Do you use the audiobook? Do you read it in Japanese as well as
English? Do you use study guides, like SparkNotes? Tell me your
strategies for reading Rowling's work and let me know if you feel you
are making progress. Is it getting easier to understand the story? Are
your English abilities starting to improve? Tell me what you think!
First, I gave students a print of their comments about Harry Potter and they discussed these in groups. I talked a little bit about the difficulties of learning a challenge (babies are working on learning their mother tongue even before they are born!).
Then we did the split watching exercise for the section of the video corresponding with chapter 7, followed by a check on the names of the main characters, etc.
Finally, students spent a bit of time discussing
possible topics for a class presentation. Presentations will be on some
topic connected with British culture, with the aim of providing useful
background for understanding Harry Potter. Possible topics include: The
history of witches in England, Magical creatures in English folklore,
English education and the class system. These are just examples;
many other topics are possible.
Homework for week 5: Read chapters 7 & 8. You don't need to write a summary this time! Email me and tell me (1) your strategy for learning English and (2) your idea for a PowerPoint presentation (you don't have to stick to this; you an change it later if you want to).

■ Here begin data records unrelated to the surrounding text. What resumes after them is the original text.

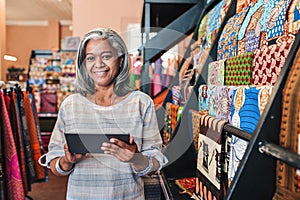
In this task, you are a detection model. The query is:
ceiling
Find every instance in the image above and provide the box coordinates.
[6,0,72,22]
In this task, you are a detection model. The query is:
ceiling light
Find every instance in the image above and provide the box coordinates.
[4,55,17,62]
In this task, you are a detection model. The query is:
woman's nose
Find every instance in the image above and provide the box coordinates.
[95,56,105,67]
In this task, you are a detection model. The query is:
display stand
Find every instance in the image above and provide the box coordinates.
[144,1,300,199]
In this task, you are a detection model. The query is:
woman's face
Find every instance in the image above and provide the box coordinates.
[85,39,120,88]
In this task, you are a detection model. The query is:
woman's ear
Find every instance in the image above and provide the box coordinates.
[119,57,124,68]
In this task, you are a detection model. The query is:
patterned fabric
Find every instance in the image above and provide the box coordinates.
[188,109,201,158]
[238,0,263,54]
[10,92,30,194]
[225,52,254,85]
[197,115,226,199]
[45,91,167,200]
[287,0,300,34]
[163,102,181,144]
[273,47,300,200]
[236,0,256,13]
[207,60,225,86]
[198,85,216,117]
[0,91,25,200]
[211,86,236,121]
[23,91,46,181]
[267,0,291,40]
[252,36,295,85]
[228,86,273,185]
[17,88,36,188]
[217,6,249,60]
[257,0,285,48]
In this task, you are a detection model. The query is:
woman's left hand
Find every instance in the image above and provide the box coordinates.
[101,136,139,162]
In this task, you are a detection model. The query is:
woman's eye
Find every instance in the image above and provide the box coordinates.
[102,54,113,60]
[86,56,95,62]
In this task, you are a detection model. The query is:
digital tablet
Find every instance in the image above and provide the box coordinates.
[65,133,129,154]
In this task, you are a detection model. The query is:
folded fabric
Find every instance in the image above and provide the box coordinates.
[207,60,225,86]
[225,52,254,85]
[252,35,295,85]
[196,115,227,199]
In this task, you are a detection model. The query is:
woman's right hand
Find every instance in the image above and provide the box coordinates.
[64,144,85,164]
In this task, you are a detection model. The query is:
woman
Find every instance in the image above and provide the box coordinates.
[45,28,167,200]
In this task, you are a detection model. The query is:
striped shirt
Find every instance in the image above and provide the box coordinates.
[46,91,167,200]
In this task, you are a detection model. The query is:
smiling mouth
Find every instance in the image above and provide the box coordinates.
[94,69,109,75]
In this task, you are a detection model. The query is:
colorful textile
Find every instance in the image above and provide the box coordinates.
[207,60,225,86]
[235,0,256,13]
[225,52,254,85]
[238,0,263,54]
[287,0,300,34]
[252,36,295,85]
[217,6,249,60]
[267,0,291,40]
[228,86,273,185]
[163,102,180,144]
[196,115,227,200]
[211,86,236,121]
[23,91,46,181]
[273,47,300,200]
[188,109,201,155]
[0,91,25,200]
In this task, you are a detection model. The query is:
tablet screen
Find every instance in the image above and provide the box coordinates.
[65,133,129,154]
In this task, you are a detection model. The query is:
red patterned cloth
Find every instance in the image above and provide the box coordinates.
[0,91,25,200]
[252,36,295,85]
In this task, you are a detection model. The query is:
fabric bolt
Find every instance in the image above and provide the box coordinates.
[198,85,214,116]
[235,0,253,13]
[211,86,236,121]
[207,60,225,86]
[23,91,46,181]
[10,92,30,194]
[0,91,25,200]
[196,115,227,199]
[17,88,36,187]
[273,46,300,200]
[252,35,295,85]
[228,86,272,185]
[217,6,250,60]
[207,0,230,41]
[266,0,291,40]
[238,0,263,54]
[45,91,166,200]
[287,0,300,34]
[171,85,180,105]
[188,109,201,158]
[0,99,7,199]
[225,52,254,85]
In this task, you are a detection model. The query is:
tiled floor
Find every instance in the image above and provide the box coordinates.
[26,171,68,200]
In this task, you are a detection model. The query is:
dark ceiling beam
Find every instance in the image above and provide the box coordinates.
[143,0,204,62]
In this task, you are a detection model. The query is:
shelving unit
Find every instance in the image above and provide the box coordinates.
[144,1,300,199]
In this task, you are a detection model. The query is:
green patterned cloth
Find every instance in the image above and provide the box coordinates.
[225,52,254,86]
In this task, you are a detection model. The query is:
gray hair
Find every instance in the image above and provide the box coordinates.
[76,28,133,96]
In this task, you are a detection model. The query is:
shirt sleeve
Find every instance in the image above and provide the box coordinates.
[141,101,168,170]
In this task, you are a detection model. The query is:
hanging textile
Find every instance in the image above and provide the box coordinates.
[207,60,225,86]
[228,86,273,185]
[273,46,300,200]
[0,91,25,200]
[225,52,254,86]
[23,91,46,181]
[0,92,7,199]
[252,35,295,85]
[9,89,29,194]
[16,87,36,188]
[196,115,227,200]
[217,6,250,60]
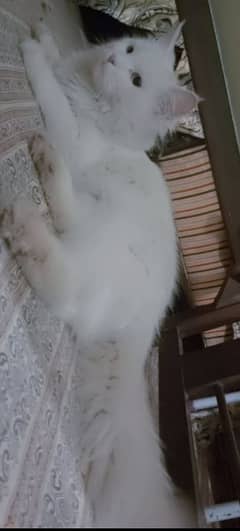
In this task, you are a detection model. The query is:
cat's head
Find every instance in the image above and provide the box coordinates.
[92,25,199,149]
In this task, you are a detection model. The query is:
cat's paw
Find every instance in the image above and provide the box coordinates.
[31,22,50,42]
[29,133,56,180]
[0,200,49,262]
[20,39,42,62]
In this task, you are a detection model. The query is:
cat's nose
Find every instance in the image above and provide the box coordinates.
[107,53,116,66]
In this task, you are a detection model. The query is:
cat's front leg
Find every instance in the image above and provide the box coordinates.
[0,200,74,321]
[22,39,79,160]
[29,133,77,233]
[32,22,61,67]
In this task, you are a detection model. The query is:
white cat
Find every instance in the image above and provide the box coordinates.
[2,22,198,528]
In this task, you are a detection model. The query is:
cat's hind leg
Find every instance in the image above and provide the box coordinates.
[0,200,74,321]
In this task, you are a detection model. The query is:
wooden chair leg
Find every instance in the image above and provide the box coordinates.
[159,328,193,490]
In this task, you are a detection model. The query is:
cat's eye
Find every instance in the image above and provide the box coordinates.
[126,44,134,53]
[132,72,142,87]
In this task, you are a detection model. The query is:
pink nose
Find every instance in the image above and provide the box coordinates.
[107,53,115,65]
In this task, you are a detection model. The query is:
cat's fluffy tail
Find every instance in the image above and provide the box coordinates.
[85,338,196,528]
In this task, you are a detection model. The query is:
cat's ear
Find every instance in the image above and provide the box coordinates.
[160,20,185,53]
[155,87,202,120]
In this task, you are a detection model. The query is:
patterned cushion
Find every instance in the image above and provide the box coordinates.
[160,145,231,345]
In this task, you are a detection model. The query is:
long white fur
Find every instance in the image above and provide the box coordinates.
[16,28,198,528]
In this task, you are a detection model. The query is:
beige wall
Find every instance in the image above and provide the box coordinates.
[209,0,240,150]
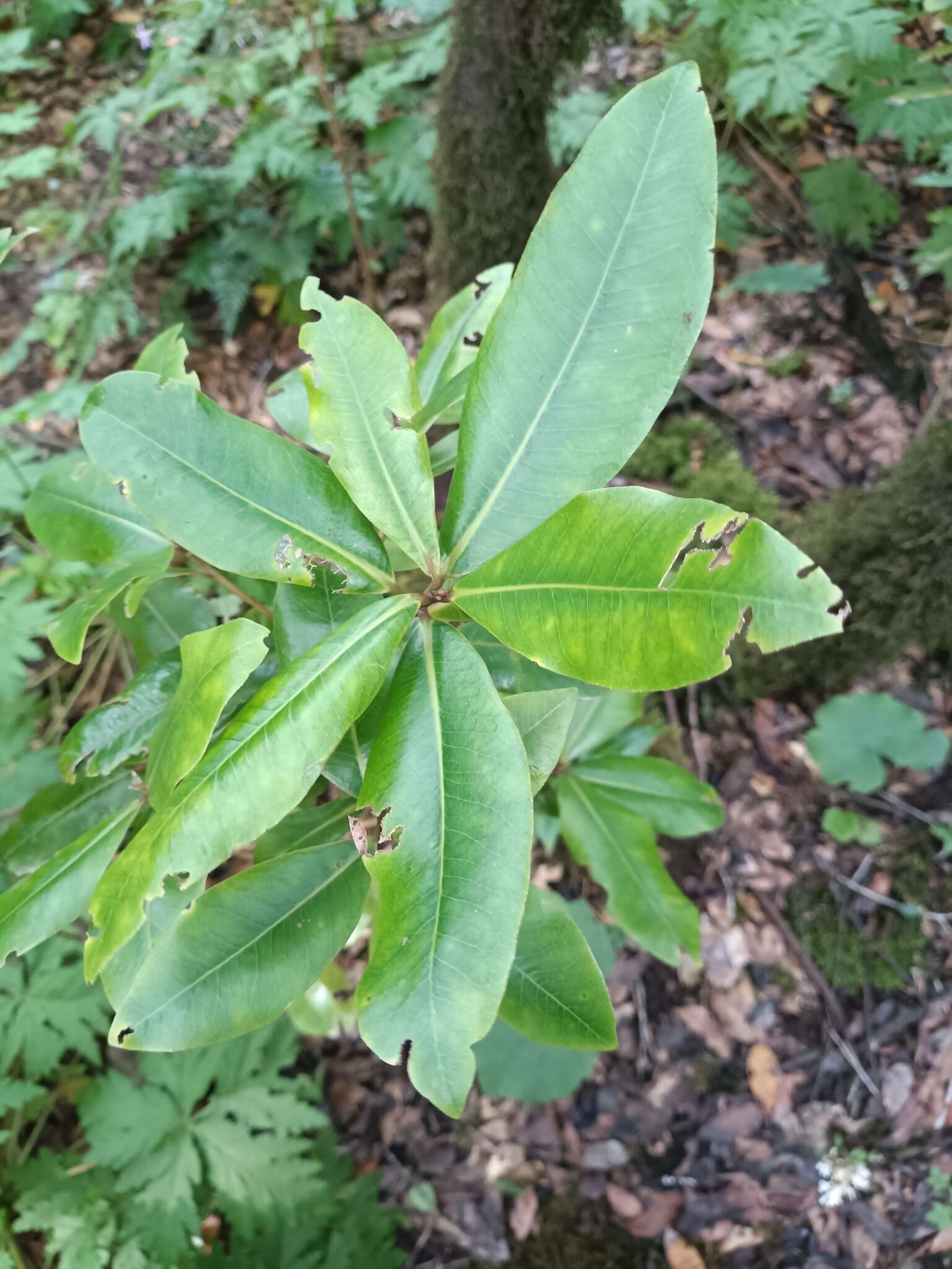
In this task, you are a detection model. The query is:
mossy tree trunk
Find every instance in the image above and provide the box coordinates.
[433,0,619,294]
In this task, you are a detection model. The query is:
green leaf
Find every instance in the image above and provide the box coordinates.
[453,487,843,692]
[357,622,532,1115]
[473,1019,598,1103]
[255,797,356,864]
[499,886,618,1050]
[80,371,392,590]
[274,569,376,665]
[503,688,579,793]
[823,806,882,846]
[562,692,645,763]
[442,63,717,575]
[100,877,204,1009]
[301,278,439,573]
[109,841,369,1052]
[85,597,416,980]
[731,260,830,296]
[556,775,701,964]
[133,322,199,389]
[59,649,183,784]
[801,155,900,247]
[0,771,138,873]
[47,547,173,665]
[571,754,723,838]
[803,692,950,793]
[0,799,141,964]
[23,452,166,563]
[460,622,603,698]
[414,264,513,406]
[146,617,268,811]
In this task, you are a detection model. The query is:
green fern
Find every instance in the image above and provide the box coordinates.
[802,156,899,247]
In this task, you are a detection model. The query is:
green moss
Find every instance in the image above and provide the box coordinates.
[624,414,779,524]
[510,1194,665,1269]
[788,876,927,993]
[735,420,952,695]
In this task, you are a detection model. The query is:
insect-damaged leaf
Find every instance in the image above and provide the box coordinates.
[556,774,701,964]
[109,841,369,1052]
[80,371,391,590]
[146,617,268,811]
[358,623,532,1115]
[442,69,717,575]
[23,457,166,563]
[499,886,618,1050]
[59,654,183,784]
[415,264,513,408]
[85,597,416,980]
[301,278,439,570]
[0,799,141,964]
[47,547,173,665]
[453,487,843,692]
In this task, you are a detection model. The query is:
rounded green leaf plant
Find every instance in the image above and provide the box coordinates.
[0,64,842,1115]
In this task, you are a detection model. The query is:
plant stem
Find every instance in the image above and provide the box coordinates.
[191,556,274,620]
[304,0,377,311]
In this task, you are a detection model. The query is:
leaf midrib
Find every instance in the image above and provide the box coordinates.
[113,846,360,1033]
[447,76,674,575]
[92,406,393,586]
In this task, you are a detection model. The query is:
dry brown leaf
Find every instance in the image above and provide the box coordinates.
[664,1230,704,1269]
[748,1045,780,1114]
[509,1187,538,1242]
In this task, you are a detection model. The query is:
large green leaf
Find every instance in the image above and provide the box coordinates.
[100,877,206,1009]
[0,771,132,873]
[109,841,369,1051]
[803,692,950,793]
[23,460,166,563]
[255,797,356,864]
[146,619,270,811]
[556,775,701,964]
[0,798,141,964]
[562,692,645,762]
[85,597,416,978]
[416,264,513,406]
[301,278,439,573]
[571,754,723,838]
[59,654,183,783]
[442,62,717,575]
[499,886,618,1050]
[274,569,376,665]
[453,487,843,692]
[80,371,391,590]
[358,623,532,1115]
[503,688,579,793]
[47,547,173,665]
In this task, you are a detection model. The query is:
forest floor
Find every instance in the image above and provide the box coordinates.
[0,17,952,1269]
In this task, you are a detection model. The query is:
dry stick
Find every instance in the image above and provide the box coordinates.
[191,556,274,620]
[751,891,847,1030]
[304,0,377,311]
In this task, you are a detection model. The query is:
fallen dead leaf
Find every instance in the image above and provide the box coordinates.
[748,1045,780,1114]
[509,1188,538,1242]
[664,1230,704,1269]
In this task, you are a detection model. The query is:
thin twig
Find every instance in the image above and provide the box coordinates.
[826,1024,880,1098]
[191,556,274,620]
[834,873,952,930]
[304,0,377,310]
[751,891,847,1030]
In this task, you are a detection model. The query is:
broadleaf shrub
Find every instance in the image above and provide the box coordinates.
[0,72,842,1115]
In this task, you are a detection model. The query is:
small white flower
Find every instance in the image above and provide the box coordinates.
[816,1149,872,1207]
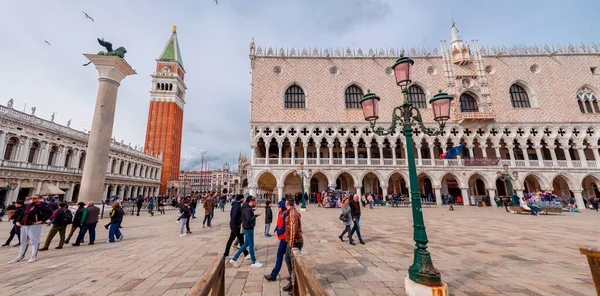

We began by looking (in groups) at students' strategies for learning English, followed by a short group discussion of chapters 7 and 8 of Harry Potter. Then we did the split viewing video exercise for the sections corresponding to chapters 8 and 9 in the book, before watching those sections in plenary. Finally, students formed presentation groups as follows:
Rimi - school
Hana - station
Minori - house
Koki - movie locations
Yui - castle
Yuto - town
Mana - centaur
Moka - three-headed dog
Itsuki - the history of tead
Mone - comparison with other countries
Rina - recent teatime style
Nanae - dormitory
Erimo - uniform
Akari - club activity
Maho - subjects
Erika - events
Kyohei - history of magic
Masahiro - origin of spells
Tasuku - effect of magic
Homework for week 6: Read chapters 9 & 10. Write about 300 words on the topic of "Harry Potter at Hogwarts".
Don't write in Japanese and then translate; just write directly in
English. Write as quickly as possible and don't worry about mistakes!
Bring to class next week. Finally, send me an email with about half a dozen questions about things you don't understand in Harry Potter (vocabulary, details of the plot - anything!).
See you next week!
|About the term paper
Asking why something is famous, or popular, is not usually a good way to write an academic paper. There is a Latin saying, "De gustibus non est disputandum", which means, "You can't argue about taste".
Academic writing is all about presenting a persuasive argument, but you can't persaude people to like something! People like things because they like them; you can't persuade people to like something if they don't like it.
So trying to explain why something is famous or popular is not usually a good topic.
You need something that you can research, something that is debatable, and something that shows your skill at persuading people to accept your argument.
Here are a few examples:
- You could explain why it is important that Harry is an orphan.
- Squirrel says, "There is no good and evil and evil, there is only power and those too weak to seek it." What are the moral implications of this statement, and how does Rowling show her feelings about it?
=What differences are there between the Muggle world and the wizard world? Why do you think Rowling shows these two worlds as different?
- What is the basic difference between Harry and Voldemort, and why does this matter?
- Why does Rowling seem to encourage the breaking rules?
- Is Harry Potter a bad influence on children? Why/Why not?
- Rowling seems to use stereotypes (for example, Hagrid fits the stereotype of a slow-witted person from the West Country), but at the same time she challenges stereotypes (for example, we normally think of witches as evil). You could examine her use of stereotypes and explain what you think is her purpose.
- Why does Rowling model Hogwarts on the English public school system of schools like Eton, Harrow and Rugby?